Machine learning is a form of artificial intelligence in which algorithms are used to process large amounts of data. These algorithms allow a computer to detect patterns, learn from them, and execute tasks automatically without needing instructions or an end-user to guide it. Given both the complexity of this technology as well as its potential adoption in a number of industries; it comes as no surprise that machine learning and automation have great potential in a data-heavy industry like the healthcare sector. Machine learning is useful for a number of tasks relevant to the world of healthcare, including classification, treatment recommendation, data clustering, data-based predictions, outlier detections, automation, and data ranking. Machine learning has already seen use in the medical industry; such as when predictive analysis models were used to predict COVID-19 mortality rates. Today, we’ll discuss twelve distinct use cases of machine learning and how this emerging technology can provide better, more accurate medical care for all.
Clinical decision-making is the process of analyzing symptoms and data in order to determine what disease or disorder a patient may be experiencing, the best course of treatment for them, and potential problems which can arise from their prognosis. This machine learning model can also be used to improve patient care and has been a driving force behind electronic health record systems, or EHR’s which host this information to provide faster & more accurate treatment.
Patient recordkeeping can be a painstaking and meticulous process.
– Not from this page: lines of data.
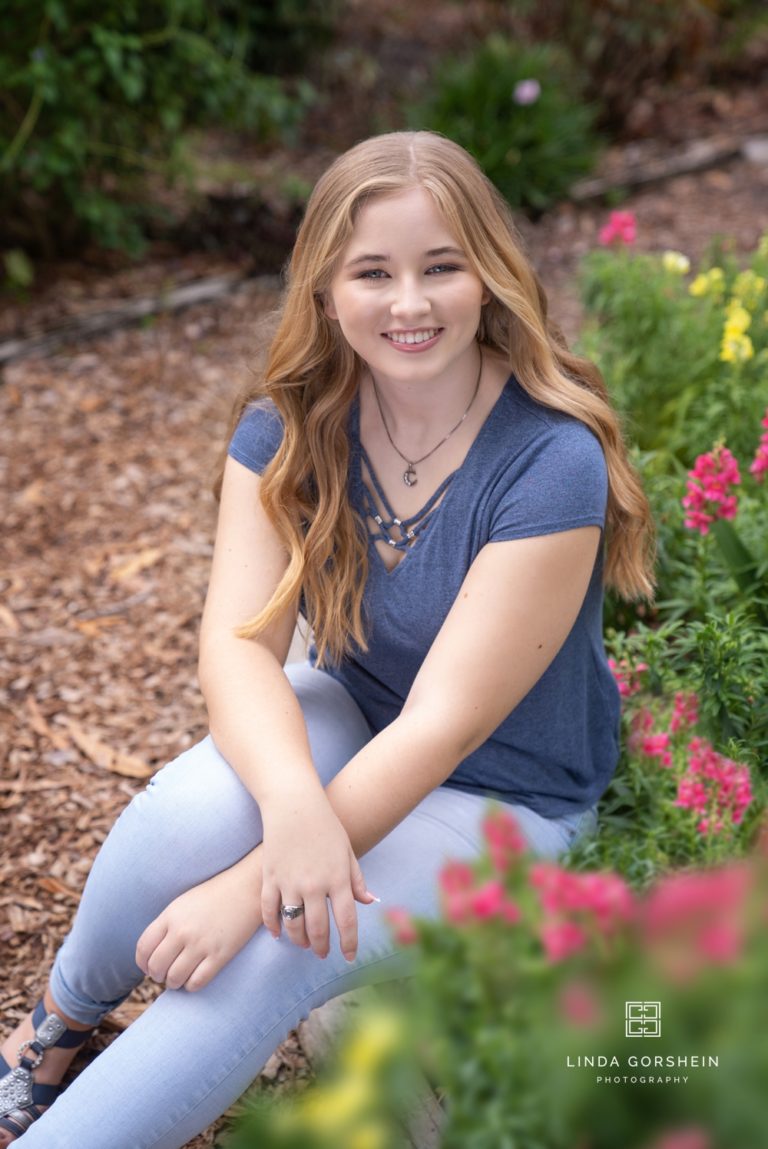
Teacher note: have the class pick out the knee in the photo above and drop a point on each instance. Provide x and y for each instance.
(190, 802)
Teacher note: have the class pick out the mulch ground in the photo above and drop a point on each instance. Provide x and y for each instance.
(107, 450)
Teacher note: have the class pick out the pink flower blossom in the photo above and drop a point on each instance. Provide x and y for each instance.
(715, 787)
(657, 746)
(576, 904)
(525, 92)
(628, 678)
(505, 840)
(620, 229)
(405, 931)
(685, 714)
(561, 939)
(708, 485)
(760, 464)
(696, 919)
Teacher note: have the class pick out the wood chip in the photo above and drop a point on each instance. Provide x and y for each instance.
(106, 756)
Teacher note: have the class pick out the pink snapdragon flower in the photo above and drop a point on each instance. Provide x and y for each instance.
(576, 904)
(628, 678)
(708, 490)
(620, 229)
(691, 920)
(714, 787)
(505, 840)
(760, 463)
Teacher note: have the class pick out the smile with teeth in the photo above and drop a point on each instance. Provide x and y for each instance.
(413, 337)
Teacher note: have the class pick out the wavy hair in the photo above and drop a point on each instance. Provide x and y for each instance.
(312, 377)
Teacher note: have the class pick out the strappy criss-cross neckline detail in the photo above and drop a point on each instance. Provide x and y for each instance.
(409, 527)
(415, 525)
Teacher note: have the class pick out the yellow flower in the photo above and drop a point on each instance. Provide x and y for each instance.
(371, 1135)
(708, 283)
(676, 262)
(379, 1035)
(328, 1109)
(749, 287)
(737, 318)
(736, 348)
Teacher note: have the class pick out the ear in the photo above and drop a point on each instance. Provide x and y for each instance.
(329, 307)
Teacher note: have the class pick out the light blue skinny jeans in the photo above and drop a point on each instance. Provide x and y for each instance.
(190, 1055)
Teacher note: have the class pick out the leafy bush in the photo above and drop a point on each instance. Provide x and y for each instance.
(531, 965)
(515, 109)
(98, 97)
(621, 46)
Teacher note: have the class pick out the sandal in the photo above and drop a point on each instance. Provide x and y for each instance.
(20, 1094)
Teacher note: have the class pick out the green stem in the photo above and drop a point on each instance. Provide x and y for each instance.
(25, 130)
(739, 560)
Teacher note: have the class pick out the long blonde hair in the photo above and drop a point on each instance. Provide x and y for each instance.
(312, 377)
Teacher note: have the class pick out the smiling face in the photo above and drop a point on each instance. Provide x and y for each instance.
(404, 293)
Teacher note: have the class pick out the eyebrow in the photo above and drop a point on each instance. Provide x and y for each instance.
(384, 259)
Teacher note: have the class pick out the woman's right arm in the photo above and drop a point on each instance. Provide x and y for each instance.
(256, 723)
(254, 717)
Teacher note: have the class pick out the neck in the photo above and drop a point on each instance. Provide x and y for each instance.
(416, 409)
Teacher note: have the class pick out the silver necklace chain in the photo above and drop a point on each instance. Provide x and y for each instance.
(409, 476)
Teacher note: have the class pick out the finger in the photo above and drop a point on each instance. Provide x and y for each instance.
(270, 909)
(202, 973)
(345, 916)
(317, 924)
(181, 970)
(163, 957)
(296, 928)
(359, 888)
(148, 942)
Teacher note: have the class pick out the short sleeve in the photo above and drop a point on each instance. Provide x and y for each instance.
(256, 437)
(559, 484)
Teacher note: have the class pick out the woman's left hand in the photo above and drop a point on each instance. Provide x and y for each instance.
(204, 928)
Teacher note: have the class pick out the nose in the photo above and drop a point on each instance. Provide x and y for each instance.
(409, 298)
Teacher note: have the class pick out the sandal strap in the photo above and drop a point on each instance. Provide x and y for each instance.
(51, 1031)
(12, 1086)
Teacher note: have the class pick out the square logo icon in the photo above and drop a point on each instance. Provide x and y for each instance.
(643, 1019)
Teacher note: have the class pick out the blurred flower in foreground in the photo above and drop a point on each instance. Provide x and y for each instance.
(708, 490)
(760, 464)
(620, 229)
(676, 262)
(527, 92)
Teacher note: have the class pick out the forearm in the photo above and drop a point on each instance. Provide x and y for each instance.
(255, 719)
(391, 775)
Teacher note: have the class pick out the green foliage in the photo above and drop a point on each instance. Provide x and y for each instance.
(516, 109)
(660, 344)
(620, 46)
(97, 98)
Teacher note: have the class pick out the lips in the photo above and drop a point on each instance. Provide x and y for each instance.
(412, 338)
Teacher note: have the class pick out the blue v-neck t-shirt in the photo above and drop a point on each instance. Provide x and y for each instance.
(530, 471)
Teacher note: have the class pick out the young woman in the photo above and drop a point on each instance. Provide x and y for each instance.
(439, 487)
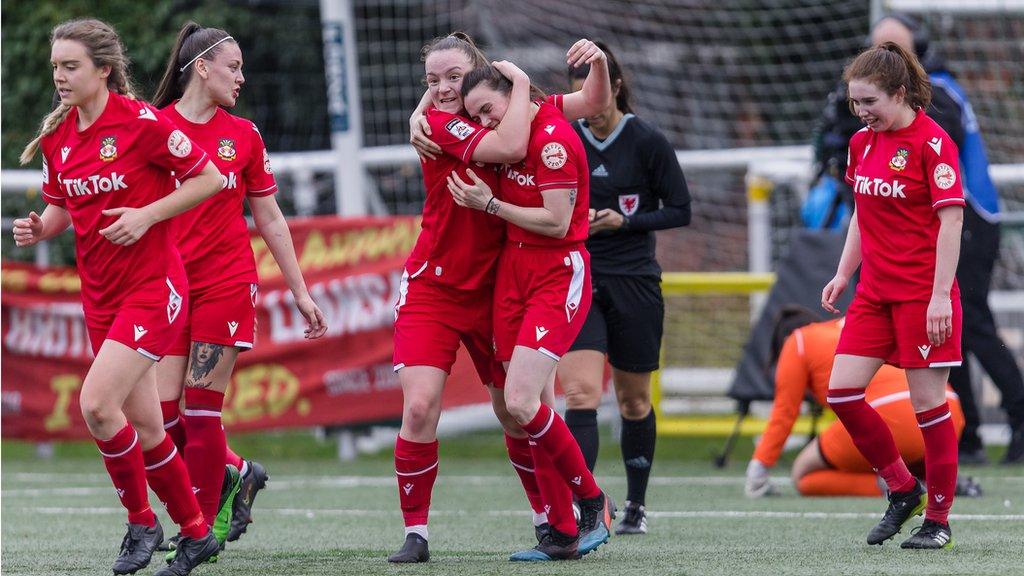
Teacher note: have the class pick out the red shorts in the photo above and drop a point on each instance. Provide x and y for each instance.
(223, 314)
(542, 298)
(147, 321)
(430, 321)
(897, 333)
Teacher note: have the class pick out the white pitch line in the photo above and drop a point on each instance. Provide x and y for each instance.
(312, 512)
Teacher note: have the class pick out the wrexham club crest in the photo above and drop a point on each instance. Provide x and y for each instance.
(899, 160)
(109, 149)
(225, 149)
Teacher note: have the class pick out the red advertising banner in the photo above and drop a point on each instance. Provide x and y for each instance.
(352, 269)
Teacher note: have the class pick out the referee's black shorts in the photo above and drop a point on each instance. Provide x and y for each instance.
(626, 321)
For those looking to automate their recordkeeping; machine learning can be used for what’s known as Optical Character Recognition technology, or OCR. This technology can scan physician handwriting and group it automatically, helping improve data entry and data fluidity. With this improved task management system, you can make choices that better improve patient care.
Developed by Microsoft, machine learning is already being utilized to help improve medical imaging technology. Microsoft’s InnerEye project was built to improve 3D radiology images, as well as tools which can be used to differentiate between healthy cells and potentially cancerous cells. Machine learning is also used in the meta-analysis, the grouping of data to gain a better understanding of a medical or scientific phenomenon. Machine learning found that 87% of human specialists worked without error for compiling meta-analysis, whereas machine learning algorithms had a clearance rate of 92.5%.
Given that machine learning deals largely with swathes of various data, ML algorithms can also be used to create personalized medical plans. Using medication data, you can make complex decisions involving treatment plans; allowing you to easily account for possible drug interactions and minimizing the potential side effects of prescribed medication.
One of the primary methods of handling disease in the healthcare system is by preventing it in the first place. This is done by helping patients modify their lifestyles through what is known as preventive medicine. By analyzing data about patient health with programs like Somatix; you can better learn about habits and routines which can contribute to patient health problems and in turn, help you end these behaviours to improve patient care.
One of the largest challenges of handling dangerous or terminal diseases such as cancer, AIDs, HIV, or others is identifying these conditions in the early stage in order to deliver a more successful treatment regimen. Algorithms have been created to monitor a number of health conditions, such as the progress of Diabetes, liver and kidney conditions, and the study of various cancers (oncology).
It is important for physicians to gather an accurate picture of a patient’s healthcare history in order to treat them properly. By using machine learning algorithms, you’ll be more capable of asking relevant questions to collect the appropriate data for your patients, as well as the ability to use predictive analytics and group data by various types.
Improving care is a major goal of the healthcare industry. With machine learning, life for the disabled and the elderly can improve their day-to-day lives but using things such as smart reminders for appointments and medication, as well as helping mobility by giving optimal walking paths, and acquiring help for patients in the event of healthcare emergencies. This form of machine learning is already in use, with 75% of all elderly care being handled by AI in Japan.
Surgery requires great precision, a steady hand, and the ability to adapt to sudden changes in a fast-paced environment. While not in major use currently, this is one of the main goals of machine learning in the healthcare sector. Robotic surgery can be useful for better surgery modelling and planning, reducing post-op complications, and simplifying common tasks like performing incisions and suturing patients.
By utilizing data related to the medical industry and the various substances prescribed by doctors for diseases, disorders, or other health problems, ML algorithms can be utilized to find new drugs which work better and can be used for the treatment of similar health issues. This is ideal for those who need to create treatment plans for unique illnesses or for patients with specific treatment requirements.
Clinical trials are used to test new medical procedures, drugs, and other services in order to improve treatments and be adopted for more wide-scale use. Because of the importance of clinical research, these trials are often costly and time-consuming. Thankfully, machine learning can be used to test various demographic samples similar to a clinical trial and utilize data points to analyze its overall effectiveness. This was used during the COVID-19 pandemic to improve mortality rate predictions, among others.
Understanding how diseases spread and which sectors of the public are more at risk for infection is also a key component of proper healthcare. By understanding the way diseases spread, we have the tools to better prepare for outbreaks and detect signs of potential epidemics early on. Infectious disease threat modelling is completed by analyzing satellite data, news, social media information, and other forms of data to help gather an overall picture of the severity of an outbreak.